This is the fancy, pricey, 80’s vibey eyewear that three-time World Champion Peter Sagan wears when he wins a brutal one day classic on the cobblestones like Paris-Roubaix or takes the sprinter’s green jersey at the Tour de France year after year.
Having spent my career in marketing making up all sorts of haft-truths, I’ll admit to a certain suspicion regarding an eyewear design that not only promised optical clarity but also, strangely, uniquely, a better breathing apparatus in the bargain.
I was wrong to doubt the crazy wisdom of 100%.
I got the full demo at the 100% booth and came away converted. Enough to want to plunk down $325 for the Speedcraft Air with HiPER Red Multilayer Mirror lens.
The “nasal dilator” part of the experience is disconcerting and exciting. Here’s how it works. You tear open and take out a moist towelette from the set of small packets that come with the Speedcraft and proceed to wipe the oil off the sides of your nose. Then you take a small black rubber applicator — basically a plastic nubbin — and stick a small round magnet on each side of your nose. It’s simple and quick, sort of a magnetized version of a Breath Right strip.
Then, the magic. You slide on your Speedcraft and instantly the extended nose side pieces (also magnetized) snap onto the magnets on the side of your nose. Wow, that is not an experience I’ve ever had before. It’s dramatic and breath-changing.
The whole package
The next revelation happens when you slide the dial at the top center of the Speedcraft lens. This action will move the nose side pieces out wider, pulling the sides of your nose out and opening your nasal passages. It’s basically the ability to dial open your breathing. Thats quite a meaningful benefit in an endurance sport like cycling where optimizing your breathing will lower all kinds of stress factors in your body and allow you to perform at a higher level.

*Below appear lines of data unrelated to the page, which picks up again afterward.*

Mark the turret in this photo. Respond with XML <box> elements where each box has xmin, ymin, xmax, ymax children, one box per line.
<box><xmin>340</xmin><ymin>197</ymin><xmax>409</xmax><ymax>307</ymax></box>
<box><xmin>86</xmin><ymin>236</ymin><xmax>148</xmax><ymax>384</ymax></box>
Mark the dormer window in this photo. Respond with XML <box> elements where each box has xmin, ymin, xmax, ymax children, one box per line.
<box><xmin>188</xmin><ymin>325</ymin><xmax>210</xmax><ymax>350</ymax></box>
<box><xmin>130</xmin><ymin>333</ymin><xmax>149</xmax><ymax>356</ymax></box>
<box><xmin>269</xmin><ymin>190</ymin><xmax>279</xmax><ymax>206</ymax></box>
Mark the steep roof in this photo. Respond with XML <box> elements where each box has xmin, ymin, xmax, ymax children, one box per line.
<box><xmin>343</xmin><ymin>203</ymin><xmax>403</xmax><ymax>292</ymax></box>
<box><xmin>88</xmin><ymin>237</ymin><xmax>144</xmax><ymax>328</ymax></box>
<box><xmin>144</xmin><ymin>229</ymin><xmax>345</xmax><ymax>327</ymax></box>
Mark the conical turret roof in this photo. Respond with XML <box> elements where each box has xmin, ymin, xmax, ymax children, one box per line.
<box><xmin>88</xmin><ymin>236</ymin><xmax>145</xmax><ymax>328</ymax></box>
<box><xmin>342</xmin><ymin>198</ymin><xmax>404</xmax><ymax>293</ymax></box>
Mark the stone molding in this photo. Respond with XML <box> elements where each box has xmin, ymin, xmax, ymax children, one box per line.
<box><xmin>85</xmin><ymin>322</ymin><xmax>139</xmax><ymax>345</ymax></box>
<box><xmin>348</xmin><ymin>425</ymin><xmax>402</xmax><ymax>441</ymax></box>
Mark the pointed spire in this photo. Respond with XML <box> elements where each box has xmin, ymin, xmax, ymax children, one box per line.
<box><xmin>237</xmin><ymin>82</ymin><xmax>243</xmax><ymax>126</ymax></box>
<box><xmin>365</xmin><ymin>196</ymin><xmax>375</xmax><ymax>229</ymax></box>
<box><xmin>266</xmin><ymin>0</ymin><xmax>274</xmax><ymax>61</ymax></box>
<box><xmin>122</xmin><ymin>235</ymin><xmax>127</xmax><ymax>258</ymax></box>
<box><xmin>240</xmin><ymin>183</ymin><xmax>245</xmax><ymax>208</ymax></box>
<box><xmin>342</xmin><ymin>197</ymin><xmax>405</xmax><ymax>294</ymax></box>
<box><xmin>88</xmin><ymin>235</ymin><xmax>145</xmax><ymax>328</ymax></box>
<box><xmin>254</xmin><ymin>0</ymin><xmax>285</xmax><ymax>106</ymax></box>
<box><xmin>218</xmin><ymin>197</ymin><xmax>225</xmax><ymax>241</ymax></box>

I will have to repeat that turning a dial on the top of your eyewear to expand your nasal passages feels dramatic and significant. I was dying to immediately jump on my bike and jam up a major climb to see how differently my breathing and heart rate and perceived effort would change.
There are all kinds of scientific studies about the benefits of breathing through your nose versus mouth breathing. As an asthmatic kid and someone with a long narrow nose and partially deviated septum (since surgically straightened a bit) I was highly excited about this Speedcraft effect.
Now, that brings us to styling. I won’t be the first to point out the Speedcraft’s homage to oversized 80’s eyewear. It almost looks like this came out of the Oakley or Nike vault as a vintage rework. That said, it’s not throwback as much as an update. And you could argue that the slightly chunky frame angles and styling stick out in a world of minimalist sleek.
Without a pair for review, I can’t speak to the optical clarity of the lenses other than to say the iconic word Zeiss. Yes, German precision engineering with a long rep for obsessive perfection. I’m working on getting.a pair for for test so stay tuned.
The Speedcraft comes with the HiPER Red Multilayer Mirror lens and a clear version, travel case, a package of cleaning wipes, magnets and applicator. You can purchase refills on the magnets and wipes on the !00% website — although I suspect you’d do fine with cotton pads and rubbing alcohol for the cleaning.
Final word: The Speedcraft Air is an intriguing concept that’s different for any eyewear on the market. If you like breathing better, I’d say they’re worth a serious look. And if you’re not into the Air, there’s always Sagan’s new Glendale.